Butler, então, se torna o parceiro ideal para o diretor em sua missão de alcançar essa aura. Nas cenas da juventude do cantor, quando Elvis é apresentado mais inocente, encantado pela perspectiva do sucesso e fama, o ator sofre. Ele não é o melhor na hora de se conter. Fraco em comunicar timidez e hesitação, Butler começa a brilhar quando Elvis Presley perde o sobrenome e se torna o raro tipo de pessoa reconhecível apenas pelas primeiras letras de seu certificado. Quando Elvis o menino some, e Elvis o ídolo surge, a atuação de Butler se torna mais física (suas cenas em shows são, desde o começo, ótimas), mais carregada de mitologia e poder, e o motivo de sua escalação se torna clara. O ator se entrega. Se na primeira metade ele parece mais uma imitação, depois ele se torna uma emulação, um portal através do qual as diferentes proezas e defeitos de um homem maior que a vida podem passar.

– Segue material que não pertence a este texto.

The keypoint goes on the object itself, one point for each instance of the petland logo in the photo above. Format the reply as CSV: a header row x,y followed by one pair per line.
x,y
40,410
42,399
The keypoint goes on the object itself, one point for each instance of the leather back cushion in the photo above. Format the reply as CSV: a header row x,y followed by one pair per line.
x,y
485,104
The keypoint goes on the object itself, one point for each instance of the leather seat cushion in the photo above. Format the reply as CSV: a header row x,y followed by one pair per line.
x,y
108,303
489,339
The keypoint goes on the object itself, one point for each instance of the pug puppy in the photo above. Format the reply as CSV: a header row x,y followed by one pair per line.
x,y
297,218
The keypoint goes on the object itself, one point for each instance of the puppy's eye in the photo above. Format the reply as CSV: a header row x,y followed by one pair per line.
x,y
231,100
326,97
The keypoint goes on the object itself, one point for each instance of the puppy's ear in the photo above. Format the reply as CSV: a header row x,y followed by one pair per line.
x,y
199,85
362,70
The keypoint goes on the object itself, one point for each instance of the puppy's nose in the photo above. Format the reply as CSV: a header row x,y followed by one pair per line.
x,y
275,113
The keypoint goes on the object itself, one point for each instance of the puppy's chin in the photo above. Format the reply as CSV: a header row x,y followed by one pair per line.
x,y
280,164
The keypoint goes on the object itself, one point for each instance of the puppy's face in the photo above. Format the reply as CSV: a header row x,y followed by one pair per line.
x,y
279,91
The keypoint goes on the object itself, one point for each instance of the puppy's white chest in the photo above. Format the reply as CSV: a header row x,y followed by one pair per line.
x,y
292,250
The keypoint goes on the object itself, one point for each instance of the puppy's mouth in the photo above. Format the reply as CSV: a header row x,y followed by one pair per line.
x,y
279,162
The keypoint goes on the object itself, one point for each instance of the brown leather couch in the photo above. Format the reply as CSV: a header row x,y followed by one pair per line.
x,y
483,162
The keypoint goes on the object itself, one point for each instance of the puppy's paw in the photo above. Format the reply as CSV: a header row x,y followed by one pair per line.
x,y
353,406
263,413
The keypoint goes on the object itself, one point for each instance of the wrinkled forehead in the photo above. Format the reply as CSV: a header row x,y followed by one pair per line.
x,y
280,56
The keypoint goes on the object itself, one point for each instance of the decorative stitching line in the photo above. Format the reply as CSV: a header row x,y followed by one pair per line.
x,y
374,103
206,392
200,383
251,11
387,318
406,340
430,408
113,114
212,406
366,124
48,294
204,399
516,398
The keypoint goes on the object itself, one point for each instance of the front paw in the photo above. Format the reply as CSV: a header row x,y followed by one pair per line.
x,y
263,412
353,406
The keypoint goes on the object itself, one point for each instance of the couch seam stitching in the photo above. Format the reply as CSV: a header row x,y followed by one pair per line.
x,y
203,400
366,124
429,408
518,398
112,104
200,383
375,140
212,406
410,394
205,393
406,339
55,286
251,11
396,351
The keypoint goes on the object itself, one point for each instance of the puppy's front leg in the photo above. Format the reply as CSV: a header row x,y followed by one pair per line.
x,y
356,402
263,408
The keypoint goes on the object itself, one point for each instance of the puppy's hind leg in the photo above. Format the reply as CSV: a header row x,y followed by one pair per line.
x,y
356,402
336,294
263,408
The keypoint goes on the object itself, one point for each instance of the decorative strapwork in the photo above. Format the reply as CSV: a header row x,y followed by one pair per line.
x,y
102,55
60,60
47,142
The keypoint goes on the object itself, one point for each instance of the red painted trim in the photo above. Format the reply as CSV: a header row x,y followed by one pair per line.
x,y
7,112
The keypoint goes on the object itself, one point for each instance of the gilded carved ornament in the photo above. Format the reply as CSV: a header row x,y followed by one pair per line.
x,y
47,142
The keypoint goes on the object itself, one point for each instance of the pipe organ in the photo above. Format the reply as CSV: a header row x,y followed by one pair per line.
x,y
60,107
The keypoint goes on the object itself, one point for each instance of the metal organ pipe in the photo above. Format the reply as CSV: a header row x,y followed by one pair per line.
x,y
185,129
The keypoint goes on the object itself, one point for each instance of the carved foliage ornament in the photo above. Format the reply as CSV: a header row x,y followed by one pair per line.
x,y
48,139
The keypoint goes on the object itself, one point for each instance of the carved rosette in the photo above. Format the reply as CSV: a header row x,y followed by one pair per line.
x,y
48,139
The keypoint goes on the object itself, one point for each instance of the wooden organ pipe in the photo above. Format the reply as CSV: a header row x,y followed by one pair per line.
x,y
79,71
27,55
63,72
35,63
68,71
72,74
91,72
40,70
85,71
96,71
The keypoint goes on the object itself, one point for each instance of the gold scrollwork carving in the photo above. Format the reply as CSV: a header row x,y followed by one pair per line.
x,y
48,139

Essa é a grande missão do filme. Elvis não está interessado em nos tornar um grande conhecedor biográfico, em oferecer grandes revelações sobre o psicológico de seu protagonista, mas sim em nos transportar para outras eras e locais. Nas escolhas estéticas e narrativas - incluindo evitar tópicos mais polêmicos como a diferença de idade com Priscila Presley (Olivia DeJonge, subtutilizada) e apropriação cultural - Baz Luhrmann quer que nos sintamos como um dos fãs enlouquecidos do cantor cujos braços se arrepiam por inteiros ao ouvir sobre o conselho de homens sábios para tolos que se apressam no amor. Como estes românticos, Luhrmann não tem interesse na sabedoria comum. Ele não consegue resistir.